Grains draining over the wort.
I added water to get to 2.5 gallons, brought it to a boil, and then added my hops. Because yeast utilization is affected by gravity (higher gravity - less utilization) and my gravity was artificially high due to the partial boil, I didn't add my malt extract until halfway through the 60 minute boil. The recipe also called for 1 lb of soft candi sugar added at flameout. There was a kuttke bit of a sludge at the bottom of the kettle when I was cleaning it out, so I don't think it all entirely dissolved... Hopefully that doesn't affect the gravity or the taste too much.

The smack pack of the yeast I had was pretty old, as in "manufactured Dec 2013" old, so I was a little concerned when the bag wasn't full inflated after 4 hours, but I pitched anyway. I'd heard that if it's kept cold the whole time it should still be good. I also heard that this yeast is notoriously slow, so I thought it might just be taking a while to get really started, but after two days of nothing, I figured it was time to pitch a new smack pack. 
The new smack pack still took forever to inflate; after ~6 hours, it wasn't all the way inflated, but I had to go to bed. Looks like it did all right. The short krausen makes me think it wasn't as oxygenated as it could have been.

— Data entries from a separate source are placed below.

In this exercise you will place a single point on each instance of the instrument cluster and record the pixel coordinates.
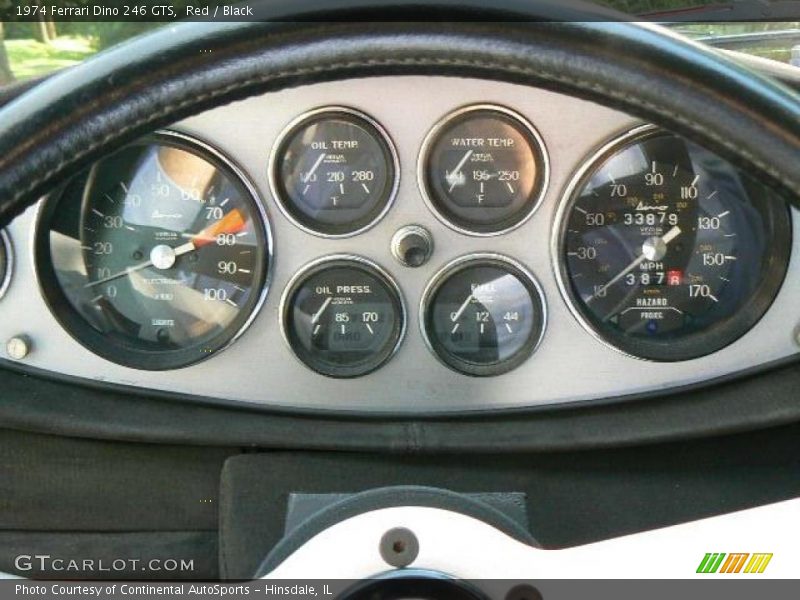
(159, 256)
(327, 247)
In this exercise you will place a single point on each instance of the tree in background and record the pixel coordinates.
(6, 76)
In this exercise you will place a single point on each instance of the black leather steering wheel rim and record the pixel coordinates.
(65, 123)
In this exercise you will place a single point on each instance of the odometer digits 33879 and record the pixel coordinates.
(667, 251)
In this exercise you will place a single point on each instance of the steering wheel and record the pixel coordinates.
(82, 114)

I took a Brix measurement when I pitched the yeast, and it seemed abnormally low - 8.2, which corresponds to an OG of 1.034. I've had problems with inaccurate gravity measurements and partial boils before, so hopefully this is the same thing. Otherwise it'll be the weakest dubbel ever. According to the recipe calculator at Brewer's Friend, the 1 lb of candi sugar contributes about 7 points to the gravity, so that 1.034 is probably the result of poor mixing since the predicted OG was 1.052.

Problems:
Cider: none. Everything seems to be going well. It'll probably get bottled December 7 or 14,
La Petite Orange: Yeast was old and didn't take off; had to re-pitch. Not all of the candi sugar dissolved. Gravity might have been negatively affected.

Needs:
Oxygenation system. I have an aquarium pump.
Cooling system for bringing the hot wort down to pitching temperature.